Walter did not like the appearance and manner of these men, but they aroused his curiosity. “Who are the DeMeurons?” he asked Louis. “How did they come here, and why do they call themselves by that name?”

“They came with Lord Selkirk when he recaptured Fort Douglas from the Northwesters. They were soldiers brought over from Europe to fight for the King in the last war with the Americans. After the war they were discharged and Lord Selkirk engaged about a hundred of them to protect his colony. Because most of them had belonged to a regiment commanded by a man named DeMeuron, the settlers call them all DeMeurons. Lord Selkirk gave them land along the Rivière la Seine, which comes into the Red about a mile above here, but they do little farming, those DeMeurons. They would rather hunt. I blame them not for that. The other colonists have no love for them.”

“I don’t like their looks myself,” Walter replied, “but they seem kinder to strangers than anyone else here is.”

“The DeMeurons are all bachelors,” Louis explained with a grin. “They seek wives to keep their houses and to help them farm their lands, and perhaps they think Swiss girls will work harder than bois brulés. So they are kind to the fathers and brothers that they may not be refused when they propose marriage to daughters and sisters. Soon there will be weddings I think.”

“I should hate to see a sister of mine marry a DeMeuron,” was Walter’s emphatic comment. He changed the subject. “Have you found out,” he asked, “if it is true that Lord Selkirk is dead?”

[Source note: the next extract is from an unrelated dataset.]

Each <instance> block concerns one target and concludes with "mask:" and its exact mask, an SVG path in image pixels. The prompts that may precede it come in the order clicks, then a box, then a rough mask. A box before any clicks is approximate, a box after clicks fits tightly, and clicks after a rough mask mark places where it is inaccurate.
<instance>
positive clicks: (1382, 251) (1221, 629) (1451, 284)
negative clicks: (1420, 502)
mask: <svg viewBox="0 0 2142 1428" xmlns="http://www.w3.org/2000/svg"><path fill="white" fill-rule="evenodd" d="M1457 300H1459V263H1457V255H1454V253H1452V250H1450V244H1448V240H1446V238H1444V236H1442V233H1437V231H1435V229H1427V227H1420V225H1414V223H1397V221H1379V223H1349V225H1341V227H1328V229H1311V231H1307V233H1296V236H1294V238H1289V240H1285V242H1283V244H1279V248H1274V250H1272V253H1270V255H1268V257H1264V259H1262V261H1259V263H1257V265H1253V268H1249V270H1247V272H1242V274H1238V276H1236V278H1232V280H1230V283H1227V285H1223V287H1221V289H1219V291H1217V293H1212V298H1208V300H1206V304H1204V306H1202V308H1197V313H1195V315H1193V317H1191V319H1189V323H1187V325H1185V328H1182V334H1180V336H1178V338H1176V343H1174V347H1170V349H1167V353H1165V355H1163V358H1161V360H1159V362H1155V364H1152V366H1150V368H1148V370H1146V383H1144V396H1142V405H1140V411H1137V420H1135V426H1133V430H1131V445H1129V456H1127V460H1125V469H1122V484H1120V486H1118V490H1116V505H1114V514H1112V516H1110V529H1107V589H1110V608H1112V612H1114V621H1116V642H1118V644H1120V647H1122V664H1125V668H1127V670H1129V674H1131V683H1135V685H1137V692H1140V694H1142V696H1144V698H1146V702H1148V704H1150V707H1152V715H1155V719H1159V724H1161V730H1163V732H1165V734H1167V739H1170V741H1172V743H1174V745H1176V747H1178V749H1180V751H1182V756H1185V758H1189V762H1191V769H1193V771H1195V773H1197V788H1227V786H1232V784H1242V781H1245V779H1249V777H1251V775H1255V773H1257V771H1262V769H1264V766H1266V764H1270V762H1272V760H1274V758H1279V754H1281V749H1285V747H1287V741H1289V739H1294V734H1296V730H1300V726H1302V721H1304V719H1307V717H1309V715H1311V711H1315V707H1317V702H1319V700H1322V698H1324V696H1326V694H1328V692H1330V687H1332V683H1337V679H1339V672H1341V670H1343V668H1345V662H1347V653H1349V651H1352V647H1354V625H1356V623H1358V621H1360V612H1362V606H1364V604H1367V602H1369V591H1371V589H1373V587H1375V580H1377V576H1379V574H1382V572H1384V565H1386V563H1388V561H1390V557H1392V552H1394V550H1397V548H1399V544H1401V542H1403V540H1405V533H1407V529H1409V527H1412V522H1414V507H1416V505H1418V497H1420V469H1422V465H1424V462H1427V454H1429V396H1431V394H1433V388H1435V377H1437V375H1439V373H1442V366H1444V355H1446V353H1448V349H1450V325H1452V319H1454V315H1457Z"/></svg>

“Yes, it is true. He died, they say, a year ago last spring.”

“Then who owns the Colony now, the Hudson Bay Company?”

“I don’t quite understand about that,” was the doubtful reply. “I asked one of the Company clerks at the fort and he said that the land and everything belong to Lord Selkirk’s heirs. But M’sieu Garry, the Vice-Governor of the Company, as they call him, was here during the summer, and with him was M’sieu McGillivray, a big man among the Northwesters, and now, since the two companies are one, of the Hudson Bay also. They were much interested in the settlement, the clerk said, and made plans about what should be done.”

“Lord Selkirk was one of the owners of the Company, wasn’t he?” Walter questioned. “Then his heirs must own part of it. Perhaps the Company is going to run the Colony for them. Does Governor McDonnell belong to the Company?”

“That I don’t know. It was Lord Selkirk who made McDonnell governor. Truly it is he who runs the Colony now, with a high hand.”